Modernizing Taichi Lang to LLVM 20 for MI325X GPU Acceleration#
Our first Taichi Lang blog intrduced you to Taichi Lang on AMD’s MI210 and MI250X GPUs. This previous version of Taichi was limited by it’s dependence on outdated versions of LLVM. We have modernized Taichi to LLVM 20 to take advantage of the latest advances in LLVM’s code generation capabilities. This modernization also allows us to make Taichi available for execution on newer AMD Instinct GPUs, MI300X and MI325X. As with our previous blog, we provide you with a guide for understanding Taichi, and walk you through installing Taichi, as well as, writing and executing a Taichi program.
ROCm Taichi#
Getting Started with Taichi#
When writing compute-intensive tasks, users can make use of the two decorators @ti.func and @ti.kernel.
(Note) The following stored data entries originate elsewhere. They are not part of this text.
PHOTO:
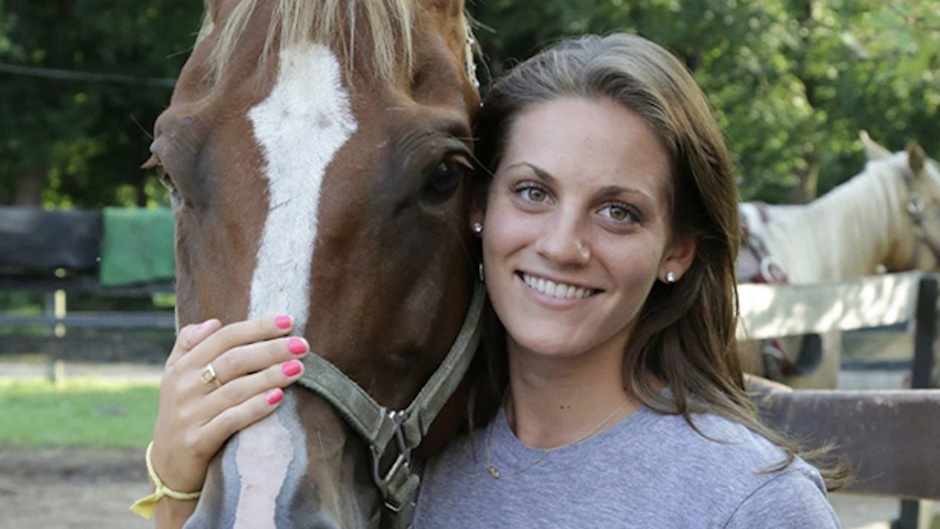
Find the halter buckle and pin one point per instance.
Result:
(402, 464)
(915, 207)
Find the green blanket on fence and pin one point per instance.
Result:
(137, 247)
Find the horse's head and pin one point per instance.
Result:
(315, 151)
(917, 180)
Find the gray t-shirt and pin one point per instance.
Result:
(648, 471)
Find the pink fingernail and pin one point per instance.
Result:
(274, 396)
(291, 368)
(297, 346)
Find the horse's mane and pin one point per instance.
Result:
(302, 21)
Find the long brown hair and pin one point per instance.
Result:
(685, 334)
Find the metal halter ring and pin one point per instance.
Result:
(209, 376)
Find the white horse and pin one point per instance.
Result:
(886, 218)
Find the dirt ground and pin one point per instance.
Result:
(83, 488)
(71, 489)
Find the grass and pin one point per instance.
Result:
(78, 412)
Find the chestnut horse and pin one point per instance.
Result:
(316, 151)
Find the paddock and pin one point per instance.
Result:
(888, 427)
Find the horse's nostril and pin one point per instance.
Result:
(323, 520)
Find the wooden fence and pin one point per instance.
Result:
(892, 437)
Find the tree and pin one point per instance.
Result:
(80, 138)
(792, 82)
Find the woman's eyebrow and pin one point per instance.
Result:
(612, 191)
(539, 172)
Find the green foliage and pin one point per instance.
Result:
(87, 137)
(792, 82)
(79, 412)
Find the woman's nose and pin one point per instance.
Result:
(563, 240)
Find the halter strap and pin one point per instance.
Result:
(378, 426)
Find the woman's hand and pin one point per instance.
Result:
(252, 360)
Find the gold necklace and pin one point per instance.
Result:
(489, 446)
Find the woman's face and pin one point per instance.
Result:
(577, 227)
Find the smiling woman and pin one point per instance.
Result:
(609, 231)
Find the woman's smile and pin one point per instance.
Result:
(555, 289)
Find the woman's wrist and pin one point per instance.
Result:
(146, 506)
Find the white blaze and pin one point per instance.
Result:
(300, 127)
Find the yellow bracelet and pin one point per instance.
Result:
(145, 506)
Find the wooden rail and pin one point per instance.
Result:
(891, 437)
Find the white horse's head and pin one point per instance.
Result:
(919, 196)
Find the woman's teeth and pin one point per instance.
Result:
(557, 290)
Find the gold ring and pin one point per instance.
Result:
(209, 376)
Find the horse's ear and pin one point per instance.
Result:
(872, 149)
(214, 8)
(916, 157)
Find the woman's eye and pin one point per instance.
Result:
(533, 194)
(620, 213)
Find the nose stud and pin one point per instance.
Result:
(584, 251)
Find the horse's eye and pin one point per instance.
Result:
(446, 177)
(165, 178)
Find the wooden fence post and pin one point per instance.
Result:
(919, 514)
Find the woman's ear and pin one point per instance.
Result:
(678, 258)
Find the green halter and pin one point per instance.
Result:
(378, 426)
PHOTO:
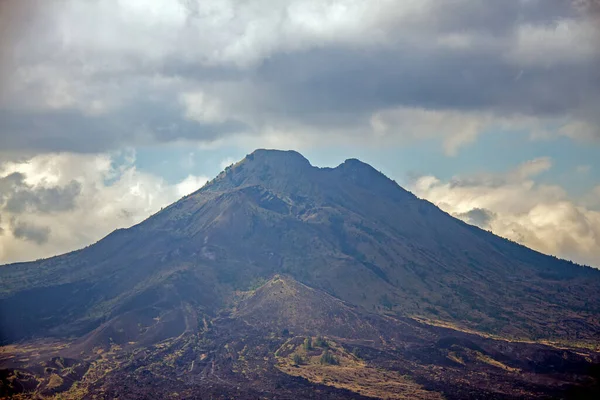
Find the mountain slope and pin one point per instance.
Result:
(348, 230)
(275, 245)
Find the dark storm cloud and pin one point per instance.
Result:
(533, 58)
(30, 232)
(44, 199)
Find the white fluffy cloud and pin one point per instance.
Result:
(128, 72)
(514, 206)
(55, 203)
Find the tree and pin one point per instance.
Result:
(308, 344)
(328, 359)
(320, 342)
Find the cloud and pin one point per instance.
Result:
(54, 203)
(515, 206)
(31, 232)
(217, 71)
(477, 216)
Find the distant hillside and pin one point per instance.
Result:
(273, 244)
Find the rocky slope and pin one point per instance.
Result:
(273, 251)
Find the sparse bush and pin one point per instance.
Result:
(328, 359)
(385, 302)
(297, 359)
(320, 342)
(308, 344)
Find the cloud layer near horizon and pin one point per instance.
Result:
(514, 206)
(55, 203)
(82, 80)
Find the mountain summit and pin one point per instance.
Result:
(218, 293)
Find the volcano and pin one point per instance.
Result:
(278, 279)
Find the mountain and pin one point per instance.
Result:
(215, 295)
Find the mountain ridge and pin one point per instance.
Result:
(273, 250)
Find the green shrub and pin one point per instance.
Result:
(328, 359)
(297, 359)
(320, 342)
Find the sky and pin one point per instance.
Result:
(112, 109)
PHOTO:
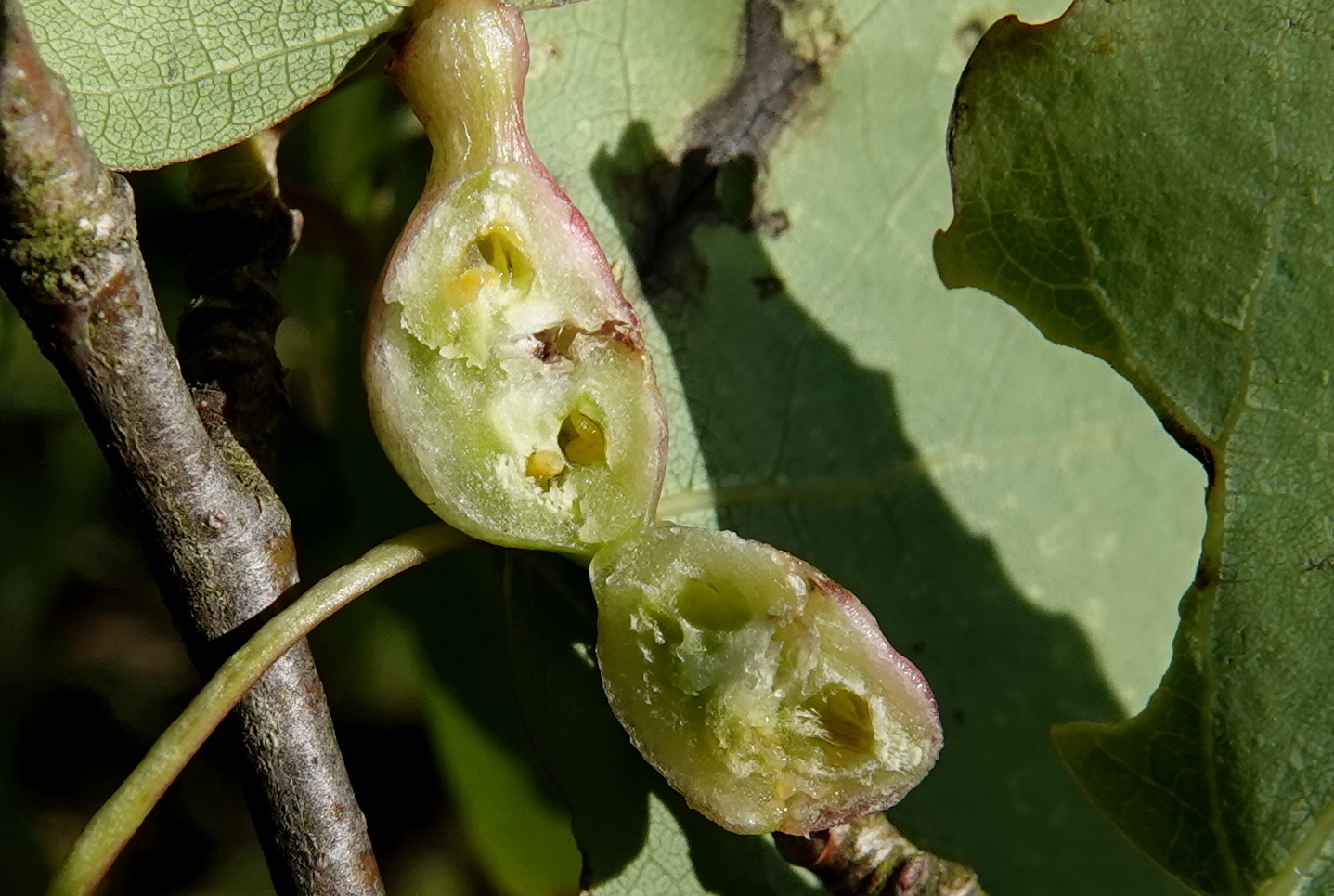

Functions decorated with @ti.kernel are kernels that serve as the entry points where Taichi’s runtime takes over the tasks,
and they must be directly invoked by Python code. Functions decorated with @ti.func are building blocks of kernels and can only be
invoked by another Taichi function or a kernel. These decorators instruct Taichi to take over the computation tasks and
compile the decorated functions to machine code using the JIT compiler.
As a result, calls to these functions are executed on multi-core CPUs or GPUs.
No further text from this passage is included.